Нет, Чемберлен не отрицал значения эллинской культуры, он только немного переставлял акценты: «Знакомство с духовной стороной эллинской жизни подействовало на нас в то время подобно благотворной перемене климата; мы оставались те же и, однако, стали иными, так как силы, до того времени в нас дремавшие, вышли из своего оцепенения. Наше ухо, воспитанное в мире идей, которые никогда не могли быть нашими и которые мы пытались, однако, по мере сил своих усвоить, с тою „глупой робостью“, что в нас прославил Мартин Лютер, вдруг уловило звуки родного индоевропейского голоса. Это было призывом. То, что предшествовало, жизнь XII и XIII веков, полная возбуждения и страстных порывов, — более походило на какое-то бесцельное возникновение во мраке материнского чрева. Тут же настал день, мы стали господами нашей собственной воли и сознательно шагнули в будущее… В XIV веке все ученые владели латинским языком в совершенстве, греческому же они учились у современных им греков; так что, если их знания и не были филологически столь точны, зато несравненно более жизненны, чем в наше время. Они и стремились главным образом к жизненному или жизнетворческому. В 1450 году началось применение книгопечатания Гуттенберга, и уже в конце столетия в печати появились все известные тогда латинские авторы, а несколько лет спустя и все греческие. Это было пламенным порывом порабощенных людей к красоте и свободе — по явленному примеру!»

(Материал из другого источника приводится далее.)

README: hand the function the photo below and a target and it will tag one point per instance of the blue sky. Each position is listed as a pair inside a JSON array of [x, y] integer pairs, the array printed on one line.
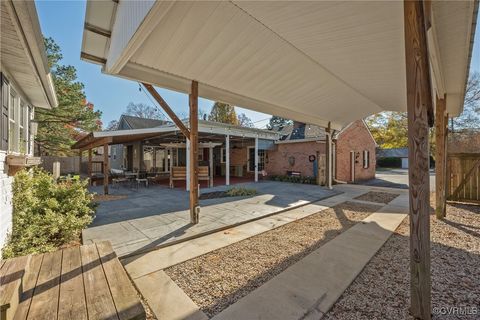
[[63, 21]]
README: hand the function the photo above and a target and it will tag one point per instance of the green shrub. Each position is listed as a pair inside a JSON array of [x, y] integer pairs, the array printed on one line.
[[46, 214], [294, 179], [240, 192]]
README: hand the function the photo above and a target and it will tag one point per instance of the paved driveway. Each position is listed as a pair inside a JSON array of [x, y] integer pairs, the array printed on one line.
[[395, 178], [158, 215]]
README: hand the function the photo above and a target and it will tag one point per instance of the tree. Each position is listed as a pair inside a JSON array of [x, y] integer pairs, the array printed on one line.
[[58, 126], [469, 119], [277, 122], [245, 121], [224, 113], [112, 125], [389, 129], [142, 110]]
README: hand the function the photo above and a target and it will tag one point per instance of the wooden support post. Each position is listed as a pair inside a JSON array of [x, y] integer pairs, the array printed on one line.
[[210, 160], [227, 160], [90, 166], [419, 103], [440, 158], [194, 153], [256, 159], [187, 169], [328, 151], [80, 162], [105, 169], [318, 180]]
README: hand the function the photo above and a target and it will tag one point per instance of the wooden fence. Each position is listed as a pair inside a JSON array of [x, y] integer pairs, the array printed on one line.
[[463, 177]]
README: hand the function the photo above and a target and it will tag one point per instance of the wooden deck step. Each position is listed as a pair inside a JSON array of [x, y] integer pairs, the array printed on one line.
[[79, 283], [11, 274]]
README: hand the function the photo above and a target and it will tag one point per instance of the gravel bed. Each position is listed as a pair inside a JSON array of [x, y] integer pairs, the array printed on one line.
[[382, 290], [219, 278], [380, 197]]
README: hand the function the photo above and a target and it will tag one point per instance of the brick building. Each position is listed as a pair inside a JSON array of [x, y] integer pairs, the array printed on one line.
[[301, 145]]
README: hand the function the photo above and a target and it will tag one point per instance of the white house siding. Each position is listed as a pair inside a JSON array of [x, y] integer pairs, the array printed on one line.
[[5, 201], [116, 156]]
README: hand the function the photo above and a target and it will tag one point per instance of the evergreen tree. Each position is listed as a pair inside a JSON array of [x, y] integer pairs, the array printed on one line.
[[224, 113], [277, 122], [58, 126], [145, 111], [245, 121]]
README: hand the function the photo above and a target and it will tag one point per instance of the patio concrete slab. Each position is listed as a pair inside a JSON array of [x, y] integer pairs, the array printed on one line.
[[309, 288], [159, 216], [162, 258], [166, 299]]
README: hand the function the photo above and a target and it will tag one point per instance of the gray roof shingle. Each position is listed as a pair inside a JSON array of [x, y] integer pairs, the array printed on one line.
[[141, 123]]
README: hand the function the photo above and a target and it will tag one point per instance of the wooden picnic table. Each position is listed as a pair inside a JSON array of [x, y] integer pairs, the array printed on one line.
[[85, 282]]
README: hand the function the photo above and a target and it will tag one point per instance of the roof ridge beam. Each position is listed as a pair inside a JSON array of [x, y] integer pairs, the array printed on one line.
[[167, 109]]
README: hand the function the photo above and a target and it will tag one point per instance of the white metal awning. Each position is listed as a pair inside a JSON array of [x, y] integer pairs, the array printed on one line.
[[22, 52], [98, 138], [313, 61]]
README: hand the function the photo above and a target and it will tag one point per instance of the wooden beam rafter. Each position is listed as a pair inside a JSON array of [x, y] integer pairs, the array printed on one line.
[[167, 109], [97, 30], [440, 158], [90, 57]]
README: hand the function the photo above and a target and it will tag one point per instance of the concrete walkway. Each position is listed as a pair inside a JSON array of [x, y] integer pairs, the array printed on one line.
[[159, 216], [309, 287]]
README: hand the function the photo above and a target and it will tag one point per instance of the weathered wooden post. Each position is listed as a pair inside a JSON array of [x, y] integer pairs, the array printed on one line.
[[419, 105], [90, 166], [56, 170], [440, 157], [194, 207], [105, 168], [328, 158]]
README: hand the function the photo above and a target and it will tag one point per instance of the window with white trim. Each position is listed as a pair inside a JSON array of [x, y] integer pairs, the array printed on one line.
[[251, 159], [13, 135], [22, 128], [366, 159]]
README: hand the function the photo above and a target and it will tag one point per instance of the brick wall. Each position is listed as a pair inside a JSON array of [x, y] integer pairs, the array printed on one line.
[[278, 159], [355, 138], [5, 201]]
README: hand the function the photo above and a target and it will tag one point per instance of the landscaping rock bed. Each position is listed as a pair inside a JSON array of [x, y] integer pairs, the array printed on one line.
[[380, 197], [382, 290], [217, 279]]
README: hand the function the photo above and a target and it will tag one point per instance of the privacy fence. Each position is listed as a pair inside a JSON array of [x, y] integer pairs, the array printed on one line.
[[463, 177]]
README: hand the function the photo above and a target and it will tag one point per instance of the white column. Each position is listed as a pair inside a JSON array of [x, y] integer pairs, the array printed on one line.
[[256, 159], [210, 159], [227, 160], [187, 180], [329, 155]]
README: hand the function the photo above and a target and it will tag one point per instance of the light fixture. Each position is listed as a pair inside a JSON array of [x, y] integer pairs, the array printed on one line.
[[33, 127]]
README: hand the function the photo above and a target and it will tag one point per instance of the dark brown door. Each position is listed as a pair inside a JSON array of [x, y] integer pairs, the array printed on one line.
[[129, 158]]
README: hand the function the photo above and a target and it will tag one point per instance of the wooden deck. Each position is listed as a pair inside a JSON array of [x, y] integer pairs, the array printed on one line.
[[86, 282]]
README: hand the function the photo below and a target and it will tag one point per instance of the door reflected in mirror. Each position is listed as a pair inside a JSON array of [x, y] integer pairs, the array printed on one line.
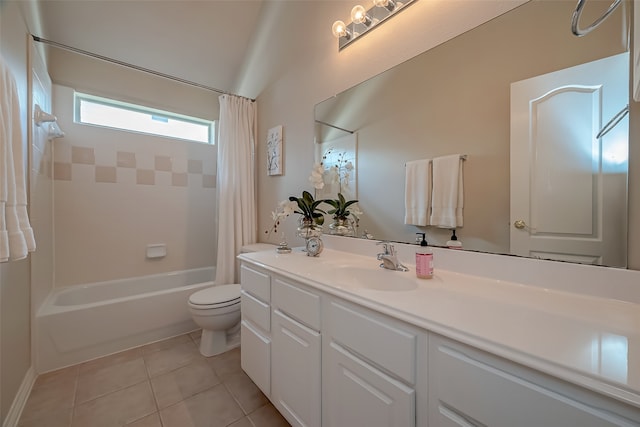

Прах Средневековья был сметен, но латинское прошлое, которое усвоили европейские народы, красота, которую они вдруг увидели, — это было чужим прошлым и чужой красотой. Арийское наследие сохранилось, но его язык для Европы казался чужим. До недавнего времени никто не умел ни читать, ни писать на санскрите. А арийские тексты были составлены именно на этом языке. Только после того как Индия стала английской колонией (тут Чемберлен отдавал дань родимой державе), эти тексты стали доступны и их стали изучать. Так открылась дверка в тайну — в тайну великой истории германцев, прежних жителей далекой Индии. Белых людей, которые некогда властвовали над ней.
Но что же пленяло в этом древнем наследии Хьюстона Чемберлена? Эллинская мысль, отвечал он самому себе, основана на поэтике, индусская (древнеарийская) — на философии. «Эта индусская мудрость никому не вдалбливается, как моисеева космогония, и не демонстрируется, как при рационалистической логолатрии, на абаке мыслительной машины. Здесь дело идет о том, что должно быть рождено, чтобы жить; а для зарождения необходимы двое. Чтобы воспринять тот мир, который навстречу мне несет индусский мыслитель, я должен ему, в свою очередь, принести мой собственный мир, и к тому же вполне определенный. Индусская философия вся насквозь аристократична. Она с негодованием отвергает всякую пропаганду; она знает, что высшее познание доступно только избранным, и знает, что только при определенных физических расовых условиях, да еще и при известном систематическом воспитании возможно путем подбора вырастить избранное».
Иными словами, понять и освоить это наследство дано лишь тем, кто несет в себе древнюю арийскую кровь. Только такой наследник за внешним движением событий, за сюжетом в этих текстах увидит иное — индивидуальную природу вещей. «А кому недоступна индивидуальность, тому, по существу говоря, ничего недоступно. Потому что все остальное и есть то, что я назвал абаком мыслительной машины, который, конечно, всюду построен по одним и тем же началам, подобно тому, как все имеют глаза и уши. Хотя только одной до конца индивидуальной породе людей дано было узреть Олимп, населенный богами, а другой, столь же единственной, — слухом постигнуть Любовь и Смерть Изольды». Последние и есть наследники древних ариев. «„Наилучшее не уясняется словами“, — говорит где-то Гете, — пояснял Чемберлен, — и, однако же, мысли могут быть выражены только словами. Так в конце концов слова — несовершенные сами, но призванные выражать совершенное — медленно и постепенно насыщаются необычайной, неописуемой, магической сущностью ни с чем несравнимой индивидуальности; и вдруг, как молния на черном небе, сверкнет какое-нибудь одно слово! Мы в тайниках чужой души. Теперь слова — те самые слова, что принадлежат всему миру и, в определенном смысле, бывают покорны только одному — становятся вегикулом для того, что выше всяких слов, что в Таиттирийе-Упанишаде так прекрасно названо „миром“ (в значении общество, космос), от которого удаляются слова, бессильные его достигнуть. Такого действия, к которому, в сущности, все и сводится, не сможет достигнуть никакой, даже проникновеннейший пересказ. Мировоззрение — это точно такой же гениальный продукт творчества, как и произведение искусства: оно несет в себе самом свою тайну, принцип невыразимой планомерности своих законов». Этот продукт творчества, основанный на тайном древнем знании, может произвести на свет только избранный, расово чистый человек.